Brief descriptions of the methods used can be viewed by following the links in the tables below to abstracts submitted by many of the entrants for presentation at Computers in Cardiology 2001; please note that these abstracts were written no later than May 2001, and do not mention results achieved since then. For details on the CinC Challenge 2001, follow the links at the bottom of this page.
Event 1 (PAF Screening)
Event 1 was intended to determine if subjects in group A can be distinguished from those in group N. (In other words, can individuals at risk of PAF be identified within a larger population, based on their ECGs?) The number of correctly classified subjects (0 to 50) is the event 1 score. The best methods were able to achieve roughly 80% classification accuracy on the test set.

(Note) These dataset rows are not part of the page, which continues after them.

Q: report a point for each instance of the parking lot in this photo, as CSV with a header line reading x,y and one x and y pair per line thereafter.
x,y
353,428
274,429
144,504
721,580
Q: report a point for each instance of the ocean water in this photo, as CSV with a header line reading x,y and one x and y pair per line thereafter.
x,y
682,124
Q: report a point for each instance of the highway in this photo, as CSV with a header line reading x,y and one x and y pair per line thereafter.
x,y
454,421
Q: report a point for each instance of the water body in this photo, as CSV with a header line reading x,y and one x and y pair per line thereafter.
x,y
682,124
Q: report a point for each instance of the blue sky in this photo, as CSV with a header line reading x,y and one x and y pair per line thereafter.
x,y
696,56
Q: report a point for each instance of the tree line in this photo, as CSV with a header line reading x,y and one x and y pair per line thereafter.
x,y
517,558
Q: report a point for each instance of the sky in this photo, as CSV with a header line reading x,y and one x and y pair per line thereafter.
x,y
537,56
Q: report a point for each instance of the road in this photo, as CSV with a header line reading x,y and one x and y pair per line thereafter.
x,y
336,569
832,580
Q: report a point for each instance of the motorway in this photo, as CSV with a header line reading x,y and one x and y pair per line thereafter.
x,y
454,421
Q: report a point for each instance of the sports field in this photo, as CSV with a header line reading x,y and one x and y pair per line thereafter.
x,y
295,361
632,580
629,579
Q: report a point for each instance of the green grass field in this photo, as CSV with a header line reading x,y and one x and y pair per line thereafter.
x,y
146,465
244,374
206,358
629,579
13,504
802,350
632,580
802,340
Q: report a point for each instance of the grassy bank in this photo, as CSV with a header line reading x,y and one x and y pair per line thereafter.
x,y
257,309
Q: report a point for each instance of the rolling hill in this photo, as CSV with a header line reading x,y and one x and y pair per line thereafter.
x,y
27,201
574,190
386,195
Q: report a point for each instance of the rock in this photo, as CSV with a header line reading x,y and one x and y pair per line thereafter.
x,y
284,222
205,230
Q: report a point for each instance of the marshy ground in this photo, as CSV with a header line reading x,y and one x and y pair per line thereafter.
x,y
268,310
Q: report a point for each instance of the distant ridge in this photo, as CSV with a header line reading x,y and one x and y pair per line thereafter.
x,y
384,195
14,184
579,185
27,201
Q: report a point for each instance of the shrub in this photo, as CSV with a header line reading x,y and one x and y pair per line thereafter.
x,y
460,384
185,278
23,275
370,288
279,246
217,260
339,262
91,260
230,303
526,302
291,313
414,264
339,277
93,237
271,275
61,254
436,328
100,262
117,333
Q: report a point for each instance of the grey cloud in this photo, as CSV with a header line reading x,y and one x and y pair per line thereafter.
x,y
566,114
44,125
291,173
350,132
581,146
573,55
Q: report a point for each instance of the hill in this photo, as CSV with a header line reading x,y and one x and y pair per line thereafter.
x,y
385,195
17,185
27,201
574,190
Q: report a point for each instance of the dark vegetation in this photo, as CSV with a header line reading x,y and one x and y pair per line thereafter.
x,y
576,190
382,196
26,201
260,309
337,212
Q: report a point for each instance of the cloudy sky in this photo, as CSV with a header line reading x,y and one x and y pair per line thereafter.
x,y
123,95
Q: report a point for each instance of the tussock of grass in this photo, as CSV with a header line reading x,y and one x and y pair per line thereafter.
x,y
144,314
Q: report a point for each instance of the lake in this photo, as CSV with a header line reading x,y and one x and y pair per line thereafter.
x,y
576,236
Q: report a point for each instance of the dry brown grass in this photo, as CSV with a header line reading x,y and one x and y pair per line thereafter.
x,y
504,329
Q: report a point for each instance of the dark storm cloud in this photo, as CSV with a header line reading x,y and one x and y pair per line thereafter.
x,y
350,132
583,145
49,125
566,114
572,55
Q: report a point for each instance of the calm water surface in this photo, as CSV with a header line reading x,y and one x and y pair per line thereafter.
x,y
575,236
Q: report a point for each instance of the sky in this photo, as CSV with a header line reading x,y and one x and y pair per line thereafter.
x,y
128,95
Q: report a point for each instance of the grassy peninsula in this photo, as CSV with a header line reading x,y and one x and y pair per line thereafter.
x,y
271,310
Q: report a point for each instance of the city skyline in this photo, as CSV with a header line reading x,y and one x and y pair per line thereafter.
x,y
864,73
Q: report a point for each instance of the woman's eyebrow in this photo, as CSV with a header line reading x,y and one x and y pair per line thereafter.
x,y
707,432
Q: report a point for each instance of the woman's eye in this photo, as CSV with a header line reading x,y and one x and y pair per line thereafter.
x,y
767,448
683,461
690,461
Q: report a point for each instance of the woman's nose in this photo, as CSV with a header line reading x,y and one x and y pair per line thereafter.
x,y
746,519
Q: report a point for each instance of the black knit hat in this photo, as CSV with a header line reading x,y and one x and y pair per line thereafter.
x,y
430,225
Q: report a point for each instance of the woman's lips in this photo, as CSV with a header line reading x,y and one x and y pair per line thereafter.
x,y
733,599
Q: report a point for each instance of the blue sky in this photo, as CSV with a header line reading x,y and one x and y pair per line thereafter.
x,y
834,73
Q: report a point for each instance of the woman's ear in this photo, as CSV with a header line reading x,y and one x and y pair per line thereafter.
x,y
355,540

The top scores in event 1 are:
Score | Entrant | Date | Entries |
---|---|---|---|
41/50 82% |
G Schreier, P Kastner, and W Marko Austrian Research Centers Seibersdorf, Graz, Austria |
17 September | 8 |
40/50 80% |
W Zong and RG Mark Harvard-MIT Division of Health Sciences and Technology, Cambridge, MA, USA (unofficial entry) |
12 September | 7 |
37/50 74% |
R Sweeney and colleagues Guidant Corp., St. Paul, MN, USA |
8 May | 3 |
36/50 72% |
C Maier, M Bauch, and H Dickhaus University of Applied Sciences, Heilbronn, Germany |
19 September | 2 |
35/50 70% |
C Marchesi and M Paoletti Università di Firenze, Firenze, Italy |
27 April | 1 |
34/50 68% |
KS Lynn and HD Chiang Cornell University, Ithaca, NY, USA |
28 April | 6 |
33/50 66% |
CC Yang National Yang-Ming University, Taipei, Taiwan |
21 April | 4 |
33/50 66% |
JA Kors Erasmus University, Rotterdam, The Netherlands |
10 July | 2 |
32/50 64% |
P de Chazal and C Heneghan University of New South Wales, Sydney, Australia |
13 September | 1 |
32/50 64% |
R Loesch | 14 September | 6 |
Each entrant's best score is shown, along with the date when they achieved that score. Many entrants submitted multiple entries, and the 'Entries' shown indicate how many entries were submitted by each entrant up to and including the one that scored highest (later entries, and entries that did not receive scores because of formatting errors were not counted); this gives some sense of how much 'tuning' may have taken place. The entry noted as 'unofficial' came from one of the PhysioNet core research groups, and was therefore not eligible for awards, although the entrant followed all of the rules of the competition.
Event 2 (PAF Prediction)
Event 2 was intended to determine if subjects in group A have distinctive and detectable changes in their ECGs immediately before PAF. (In other words, is the imminent onset of PAF predictable in an individual known to be at risk of PAF?) A successful method for doing so should be able to determine which record of each pair of group A records immediately precedes PAF. If the identities of the group A records were known, it would be sufficient to classify these records only; since the goal of event 1 was to identify group A, however, we did not provide this information! Entrants in event 2 of the challenge therefore were required to classify exactly one of each pair of records in the test set as `A' (defined as ``immediately preceding PAF, if the patient belongs to group A''), and the other as `N' (defined as ``not immediately preceding PAF''). One point was awarded for each correctly classified record pair, so that the raw event 2 scores range from 22 to 50 (the lower bound is 22, the number of subjects in group N, because the group N subjects are always considered correctly classified). In the table below, the scores have been adjusted by subtraction of 22 from the raw scores, so that the adjusted scores can range between 0 and 28.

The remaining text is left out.